Finnish Pedagogy in Practice

How Finland Teaches Media Literacy

Finland has topped the Open Society Institute Sofia's Media Literacy Index for most of the years it has run, and the habit starts early: primary pupils are taught to question images, adverts and news stories as part of ordinary lessons, not in a separate media class.

In brief
  • Finland topped the OSI Sofia Media Literacy Index for six consecutive years from 2017, scoring 74 out of 100 in 2023, before tying for first place with Denmark, Ireland and the Netherlands in 2026.
  • Since the 2016 national core curriculum reform, media literacy sits inside 'multiliteracy' (monilukutaito), one of the transversal competences taught across all subjects rather than as a standalone lesson.
  • There is no dedicated media studies lesson in Finnish primary schools; pupils examine news photos, advertising and digital texts within mother tongue lessons, environmental studies and other subjects.
  • Finnish researchers and outlets covering the index point to broad public trust, strong public libraries and a free press as conditions the school curriculum builds on, alongside the classroom teaching itself.

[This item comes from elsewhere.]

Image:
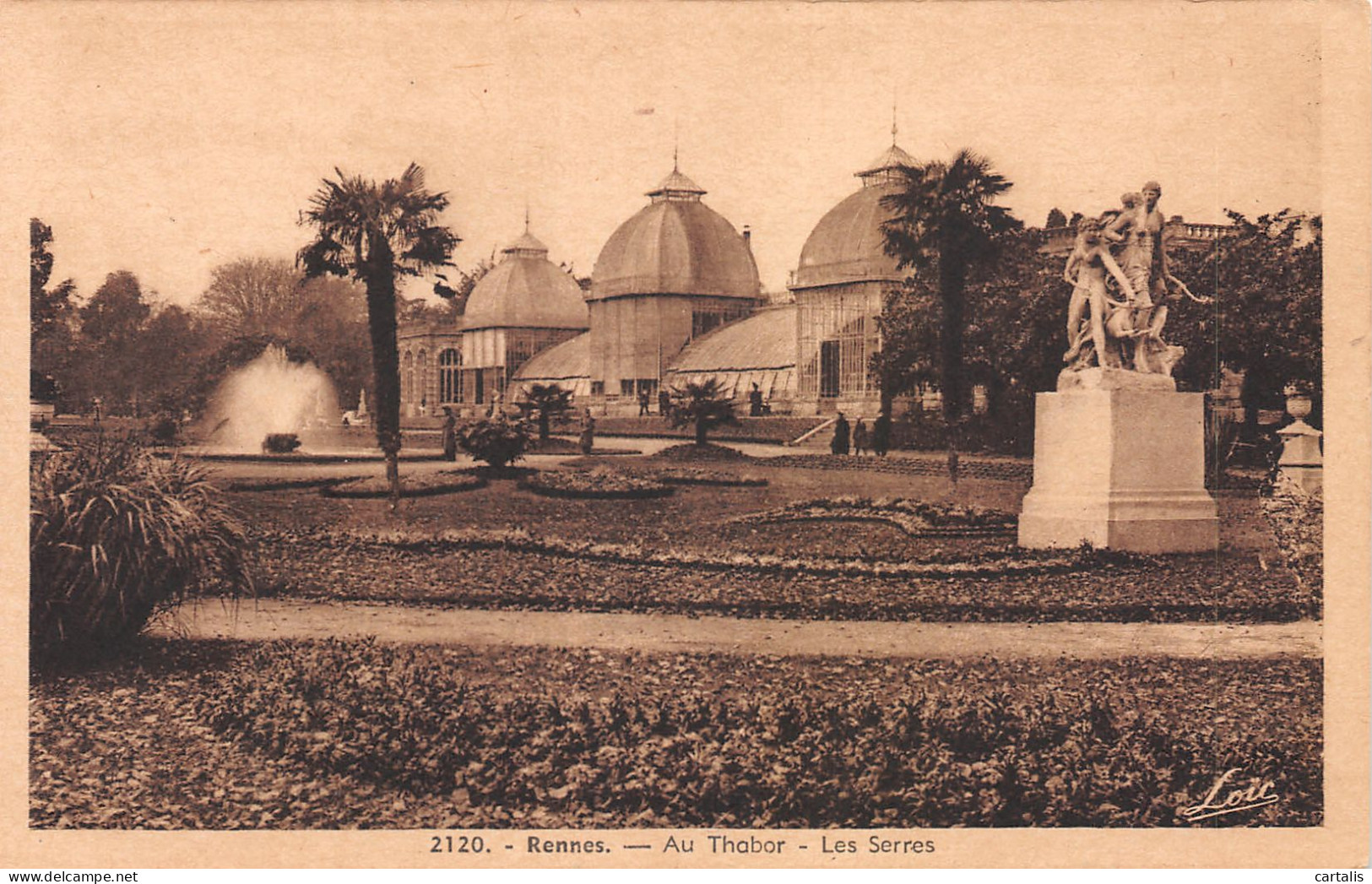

The Finnish approach to media literacy in primary school

Finland does not treat media literacy as a subject with its own timetable slot. Instead it is folded into multiliteracy, one of the seven transversal competences named in the national core curriculum introduced in 2016. Teachers are expected to bring it into whichever subject they are already teaching, so a mother tongue lesson might compare how two newspapers report the same event, while an environmental studies lesson might unpick the claims in an advert.

The word 'text' is deliberately stretched to cover far more than books and articles. Under the multiliteracy competence it also means images, video, adverts, comics, games and social media posts. Pupils are taught to ask who made a message, why, and what has been left out, using the same close-reading habits they apply to a story book.

How it differs from media literacy teaching elsewhere

In many countries media or digital literacy arrives as a bolt-on: an occasional assembly, a one-off workshop from an outside organisation, or a unit inside an ICT class focused mainly on online safety. Finland instead builds it into the everyday work of every classroom teacher, starting in the early primary years and continuing through the whole of basic education.

It is also taught without exams. There is no test of media literacy to revise for; instead teachers judge progress through classroom discussion and pupils' own analysis of texts, in keeping with how Finnish schools assess more broadly.

What this looks like day to day

In a typical week a class might compare two front pages covering the same story, discuss why an advert chose a particular image, or work out whether a picture shared online has been altered. None of this needs a computer: much of it happens with print, library books and classroom discussion long before pupils are given their own devices.

Library visits are woven in from the early years, and pupils are encouraged to treat the school and public library, rather than a single screen, as their first stop for checking a claim. The aim is a habit of mind pupils carry into secondary school and beyond, not a set of facts about media organisations.

In a Finnish classroom, media literacy is not a subject you attend. It is a habit of asking who made this, and why, that teachers build into whatever else is being taught.

Frequently asked questions

Is media literacy a separate subject in Finnish schools?

No. It is taught through 'multiliteracy', a transversal competence named in the national core curriculum since 2016, which teachers bring into mother tongue, environmental studies and other ordinary subjects rather than teaching as its own class.

Why does Finland rank so highly on media literacy indices?

The OSI Sofia Media Literacy Index has placed Finland first for most years since it began in 2017, most recently tying for first in 2026. Researchers linked to the index point to the school curriculum alongside wider conditions such as strong public libraries, a free press and high public trust.

At what age does media education start in Finland?

The groundwork starts before formal school, in early childhood education and care, and continues once children begin primary school at seven, growing more explicit as pupils get older.

How does media literacy relate to the coding and digital skills taught in Finland?

They are taught as related but distinct strands. Digital literacy and coding focuses on using technology and understanding how it works, while media literacy focuses on interpreting and questioning the messages that technology carries.